Wednesday, May 7, 2008

How We Danced

HOW WE DANCED
By Anne Sexton

The night of my cousin’s wedding
I wore blue.
I was nineteen
and we danced, Father, we orbited.
We moved like angels washing themselves.
We moved like two birds on fire.
Then we moved like the sea in a jar,
slower and slower.
The orchestra played
‘Oh how we danced on the night we were wed.’
And you waltzed me like a lazy Susan
and we were dear,
very dear.
Now that you are laid out,
useless as a blind dog,
now that you no longer lurk,
the song rings in my head.
Pure oxygen was the champagne we drank
and clicked our glasses, one to one.
The champagne breathed like a skin diver
and the glasses were crystal and the bride
and groom gripped each other in sleep
like nineteen-thirty marathon dancers.
Mother was a belle and danced with twenty men.
You danced with me never saying a word.
Instead the serpent spoke as you held me close.
The serpent, that mocker, woke up and pressed against me
like a great god and we bent together
like two lonely swans.


When I first read this poem, I did not know it was Anne Sexton. I read through the first half and thought it was a lovely portrait of a beautiful moment between a father and a daughter. I thought the speaker, a young woman, saw her father as the stereotypical patriarchal archetype and that was all. Daddy’s little girl. Then “the serpent” woke up.

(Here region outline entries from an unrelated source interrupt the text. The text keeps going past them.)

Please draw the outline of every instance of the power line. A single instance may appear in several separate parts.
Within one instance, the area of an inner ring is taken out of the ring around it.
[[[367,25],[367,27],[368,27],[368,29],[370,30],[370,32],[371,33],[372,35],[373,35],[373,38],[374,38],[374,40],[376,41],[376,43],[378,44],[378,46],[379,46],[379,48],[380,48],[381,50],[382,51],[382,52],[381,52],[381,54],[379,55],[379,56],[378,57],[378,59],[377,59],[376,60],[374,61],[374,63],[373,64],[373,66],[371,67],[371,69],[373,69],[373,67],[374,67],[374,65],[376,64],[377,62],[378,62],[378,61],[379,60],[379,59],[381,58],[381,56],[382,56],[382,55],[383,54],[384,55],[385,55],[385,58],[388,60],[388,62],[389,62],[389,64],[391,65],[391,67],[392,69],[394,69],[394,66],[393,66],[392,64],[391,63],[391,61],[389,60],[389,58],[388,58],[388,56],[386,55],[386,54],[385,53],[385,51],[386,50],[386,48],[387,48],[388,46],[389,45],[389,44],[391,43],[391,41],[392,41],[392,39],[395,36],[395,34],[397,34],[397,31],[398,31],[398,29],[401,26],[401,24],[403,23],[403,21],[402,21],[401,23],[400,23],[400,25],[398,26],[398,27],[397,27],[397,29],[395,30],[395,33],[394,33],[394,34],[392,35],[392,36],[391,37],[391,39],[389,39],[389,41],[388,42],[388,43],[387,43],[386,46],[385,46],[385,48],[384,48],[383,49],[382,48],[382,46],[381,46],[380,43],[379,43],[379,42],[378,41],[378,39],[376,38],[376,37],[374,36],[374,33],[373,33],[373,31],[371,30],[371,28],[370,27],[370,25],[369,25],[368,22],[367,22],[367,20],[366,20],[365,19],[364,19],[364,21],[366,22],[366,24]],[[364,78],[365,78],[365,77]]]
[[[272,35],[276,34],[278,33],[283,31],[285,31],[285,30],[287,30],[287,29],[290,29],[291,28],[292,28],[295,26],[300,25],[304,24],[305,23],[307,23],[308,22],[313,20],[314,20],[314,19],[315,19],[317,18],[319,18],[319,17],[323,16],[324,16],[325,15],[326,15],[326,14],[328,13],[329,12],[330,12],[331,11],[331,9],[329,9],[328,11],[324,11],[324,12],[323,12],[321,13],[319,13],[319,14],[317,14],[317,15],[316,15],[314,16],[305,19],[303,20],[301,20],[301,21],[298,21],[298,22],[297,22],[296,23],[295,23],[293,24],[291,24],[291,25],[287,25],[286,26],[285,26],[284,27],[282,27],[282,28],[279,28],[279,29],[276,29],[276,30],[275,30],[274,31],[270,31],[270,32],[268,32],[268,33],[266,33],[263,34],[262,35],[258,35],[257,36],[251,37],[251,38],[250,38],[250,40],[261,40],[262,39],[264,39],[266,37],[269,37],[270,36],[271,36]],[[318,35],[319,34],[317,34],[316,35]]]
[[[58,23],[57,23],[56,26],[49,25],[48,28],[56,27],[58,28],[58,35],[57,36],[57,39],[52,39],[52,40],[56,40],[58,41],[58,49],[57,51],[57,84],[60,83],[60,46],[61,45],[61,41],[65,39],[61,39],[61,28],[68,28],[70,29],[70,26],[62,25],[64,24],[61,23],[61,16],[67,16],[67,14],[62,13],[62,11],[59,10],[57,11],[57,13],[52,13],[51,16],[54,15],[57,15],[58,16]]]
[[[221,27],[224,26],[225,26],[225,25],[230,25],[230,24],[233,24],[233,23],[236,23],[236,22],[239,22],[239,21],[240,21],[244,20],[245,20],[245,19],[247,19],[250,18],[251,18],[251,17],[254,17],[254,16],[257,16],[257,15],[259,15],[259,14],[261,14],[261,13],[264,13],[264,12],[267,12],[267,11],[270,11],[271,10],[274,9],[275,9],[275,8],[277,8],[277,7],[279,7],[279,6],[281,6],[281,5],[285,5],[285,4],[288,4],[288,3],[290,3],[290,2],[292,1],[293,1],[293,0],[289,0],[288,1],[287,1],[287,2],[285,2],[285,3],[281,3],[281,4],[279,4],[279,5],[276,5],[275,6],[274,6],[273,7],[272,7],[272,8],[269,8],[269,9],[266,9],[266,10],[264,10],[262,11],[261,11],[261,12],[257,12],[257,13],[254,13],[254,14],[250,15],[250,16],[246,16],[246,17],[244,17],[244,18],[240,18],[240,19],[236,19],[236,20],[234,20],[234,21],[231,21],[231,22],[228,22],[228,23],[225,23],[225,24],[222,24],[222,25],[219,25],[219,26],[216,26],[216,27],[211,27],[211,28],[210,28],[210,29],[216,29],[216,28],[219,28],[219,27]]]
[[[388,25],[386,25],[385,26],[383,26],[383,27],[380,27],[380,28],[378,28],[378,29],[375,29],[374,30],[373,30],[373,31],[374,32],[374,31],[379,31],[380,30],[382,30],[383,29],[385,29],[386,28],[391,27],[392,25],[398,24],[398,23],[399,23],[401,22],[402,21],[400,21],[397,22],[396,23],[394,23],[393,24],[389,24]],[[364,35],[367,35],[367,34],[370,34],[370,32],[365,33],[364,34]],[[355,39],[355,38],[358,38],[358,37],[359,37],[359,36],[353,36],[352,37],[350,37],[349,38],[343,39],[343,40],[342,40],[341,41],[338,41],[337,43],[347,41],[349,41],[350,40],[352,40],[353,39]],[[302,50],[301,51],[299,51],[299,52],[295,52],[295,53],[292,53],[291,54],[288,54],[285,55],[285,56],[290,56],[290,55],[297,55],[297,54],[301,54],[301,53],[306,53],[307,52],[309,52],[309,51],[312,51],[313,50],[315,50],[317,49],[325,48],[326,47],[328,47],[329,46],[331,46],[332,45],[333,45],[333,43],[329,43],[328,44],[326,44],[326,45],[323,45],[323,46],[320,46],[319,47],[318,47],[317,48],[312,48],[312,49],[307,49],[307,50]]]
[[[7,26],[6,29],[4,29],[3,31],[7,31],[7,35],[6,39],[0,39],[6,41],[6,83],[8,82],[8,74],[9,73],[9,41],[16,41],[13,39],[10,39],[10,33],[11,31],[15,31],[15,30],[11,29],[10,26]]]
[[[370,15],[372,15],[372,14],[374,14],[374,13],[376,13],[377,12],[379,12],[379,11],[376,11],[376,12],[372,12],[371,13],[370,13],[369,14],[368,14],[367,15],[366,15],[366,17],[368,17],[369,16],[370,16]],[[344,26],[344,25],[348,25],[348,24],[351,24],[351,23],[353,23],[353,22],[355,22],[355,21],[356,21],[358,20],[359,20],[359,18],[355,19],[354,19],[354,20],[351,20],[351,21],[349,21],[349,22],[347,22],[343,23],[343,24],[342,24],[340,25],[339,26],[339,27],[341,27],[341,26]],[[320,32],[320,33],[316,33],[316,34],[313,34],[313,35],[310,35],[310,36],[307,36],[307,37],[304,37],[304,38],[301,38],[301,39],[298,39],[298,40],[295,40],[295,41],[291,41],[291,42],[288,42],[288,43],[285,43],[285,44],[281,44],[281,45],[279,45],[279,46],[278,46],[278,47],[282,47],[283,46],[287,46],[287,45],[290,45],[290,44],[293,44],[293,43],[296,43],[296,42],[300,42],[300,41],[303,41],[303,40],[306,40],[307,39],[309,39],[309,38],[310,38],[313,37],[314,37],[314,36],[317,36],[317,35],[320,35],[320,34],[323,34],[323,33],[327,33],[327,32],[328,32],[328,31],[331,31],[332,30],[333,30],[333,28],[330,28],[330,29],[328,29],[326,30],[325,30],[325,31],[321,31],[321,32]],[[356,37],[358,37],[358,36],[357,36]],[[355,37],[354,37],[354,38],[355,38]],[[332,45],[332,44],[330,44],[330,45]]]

I felt sick. I was shocked. I was convinced I had read it wrong and that I must have missed something or maybe I just have a dirty mind. I felt so disturbed by it that I literally was uncomfortable reading it. Unfortunately for me (and for the speaker), I didn’t read it wrong. The girl’s father “loves” her. Horrible.

When I read things like this I am again reminded how naive and how sheltered I’ve been in my life. I just didn’t want to believe this poem. I remember seeing 8mm, a Nicholas Cage movie from 1999, which caused me a similar reaction. The main character is a private investigator who is hired to investigate the disappearance of a teenage girl. After following her trail all over the country, he finds himself searching through the darkest areas of human existence: child pornography and snuff films. Suffice to say, the outcome of the film was so incredibly disturbing that I still, nearly 10 years later, think about it very regularly. I have a feeling this poem has affected me in the same manner.

1 comment:

Anonymous said...

I, too, am completely disgusted by this poem. I just read it in a packet for my poetry class and I also thought I read it wrong or that I just had a dirty mind.. but when I searched Google, I came across your post and I couldn't believe it. I haven't seen that movie, but I feel the same exact way as you do about this poem.